The Standard – June 2013

Using 13C-Labeled Standards and ID-HRMS for Low-Level PAH Determination in Water and Tissue Samples

 

David Hope

Pacific Rim Laboratories

 

Introduction

Polycyclic aromatic hydrocarbons (PAHs) are multi-ringed aromatics with two to six fused benzene rings. Traditional methods of analysis (EPA 8270, 625) involve full-scan GC-MS, however, for more sensitivity (10-100 ng/L or 1-10 ng/g) one can either use selected ion monitoring (SIM) or HPLC with diode array and fluorescence detectors. In each case, surrogates (deuterated PAHs) are added to monitor extraction efficiency, and final quantitation is done by internal standard methods.
 
In order to achieve the very lowest detection limits, we utilize isotope dilution high resolution mass spectrometry (ID-HRMS) with 13C-labeled internal standards. This technique allows for detection limits reaching parts-per-trillion (ppt) levels in tissue, and parts-per-quadrillion (ppq) levels in water. 
 

Methodology

Some deuterated PAH standards can undergo deuterium exchange, which may compromise the methods ability to achieve extremely low limits of detection. Therefore, we turned to 13C  isotopically labeled standards from Cambridge Isotope Laboratories, Inc. (CIL) as these compounds: 1) do not undergo exchange; and 2) typically have undetectable or negligible amounts of native content. The method uses 13C-labeled analogs of the analytes of interest, added to the sample before extraction and then used as internal standards for quantitation. The 13C standards can also be used as surrogates and their recoveries calculated.
 
In order to reduce PAH detection limits, we set up an analytical method using 13C-labeled PAH standards. 50 ng each of 16 13C-PAHs (CIL catalog # ES-4087) was added to 12 real-world river water samples that had been adjusted to pH 10. The samples were extracted with dichloromethane and the extract concentrated to a final volume of 1 mL prior to GC/HRMS analysis (Thermo DFS). Isotope dilution calculations were used whereby the native PAH was calculated relative to its 13C-analog (e.g. 13C6-naphthalene was used to quantify naphthalene). Concentrations for the 16 native PAHs ranged from 0.14 – 2.28 ng/L. The data was used to calculate method detection limits (as defined in 40 CFR 136 Appendix B) ranging from 0.08-0.85 ng/L. Instrument detection limits, based on a peak area with signal/noise ratio of 4, were 0.023-0.26 ng/mL.
 
Tissue samples can have significant lipid concentrations that must be removed prior to any GC analysis. We use base saponification for this purpose.

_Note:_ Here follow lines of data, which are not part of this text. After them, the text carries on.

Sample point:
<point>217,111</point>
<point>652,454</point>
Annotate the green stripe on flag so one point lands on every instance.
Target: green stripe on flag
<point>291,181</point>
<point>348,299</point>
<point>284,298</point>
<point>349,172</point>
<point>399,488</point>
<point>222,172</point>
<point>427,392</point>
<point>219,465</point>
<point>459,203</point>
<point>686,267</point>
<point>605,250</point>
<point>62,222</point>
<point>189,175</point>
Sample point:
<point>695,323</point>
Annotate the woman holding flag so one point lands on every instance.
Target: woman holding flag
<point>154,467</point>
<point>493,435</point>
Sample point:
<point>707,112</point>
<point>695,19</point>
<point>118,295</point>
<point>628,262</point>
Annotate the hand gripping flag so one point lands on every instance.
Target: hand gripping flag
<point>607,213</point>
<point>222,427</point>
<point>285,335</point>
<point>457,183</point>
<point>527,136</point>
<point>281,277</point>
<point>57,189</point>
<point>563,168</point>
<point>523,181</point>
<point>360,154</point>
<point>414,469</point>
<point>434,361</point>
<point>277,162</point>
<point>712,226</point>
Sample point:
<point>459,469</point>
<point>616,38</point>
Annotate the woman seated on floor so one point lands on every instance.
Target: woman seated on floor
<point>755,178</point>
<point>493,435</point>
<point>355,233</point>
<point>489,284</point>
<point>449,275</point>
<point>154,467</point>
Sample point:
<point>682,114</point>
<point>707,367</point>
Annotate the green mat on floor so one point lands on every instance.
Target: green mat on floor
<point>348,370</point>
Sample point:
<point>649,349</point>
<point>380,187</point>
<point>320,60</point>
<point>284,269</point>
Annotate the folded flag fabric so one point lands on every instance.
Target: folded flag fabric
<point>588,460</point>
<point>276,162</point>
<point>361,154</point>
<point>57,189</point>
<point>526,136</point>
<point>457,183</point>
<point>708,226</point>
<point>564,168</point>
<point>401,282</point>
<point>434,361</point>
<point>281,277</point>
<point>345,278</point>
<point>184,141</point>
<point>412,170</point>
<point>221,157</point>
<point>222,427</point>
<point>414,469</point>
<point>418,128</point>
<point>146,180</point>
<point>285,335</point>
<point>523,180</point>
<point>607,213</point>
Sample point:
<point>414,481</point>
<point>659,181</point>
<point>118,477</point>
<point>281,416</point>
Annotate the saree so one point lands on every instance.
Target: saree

Eight 10 g sole filets were fortified with 5 ng PAH and 50 ng each of 16 13C PAHs.  The tissue was placed in a boiling flask with 100 mL of methanol and 10 g of NaOH and refluxed for 1 hour.  Water was added and the solution again refluxed for 1 hour.  The solution was extracted with hexane and washed with water prior to cleanup on silica gel.  Recovery of the PAH ranged from 86-121%, with MDLs calculated at 0.07-0.23 ng/g.
 

Conclusion 

Low-concentration PAH analysis for environmental and food samples can be achieved using 13C-labeled standards coupled with GC/HRMS. Detection limits are <1ng/L for water and <0.3 ng/g for tissue. Recovery standards can be added prior to HRMS analysis in order to quantify the recovery of the 13C-PAH internal standards, thus giving the analyst additional information on the quality of the data.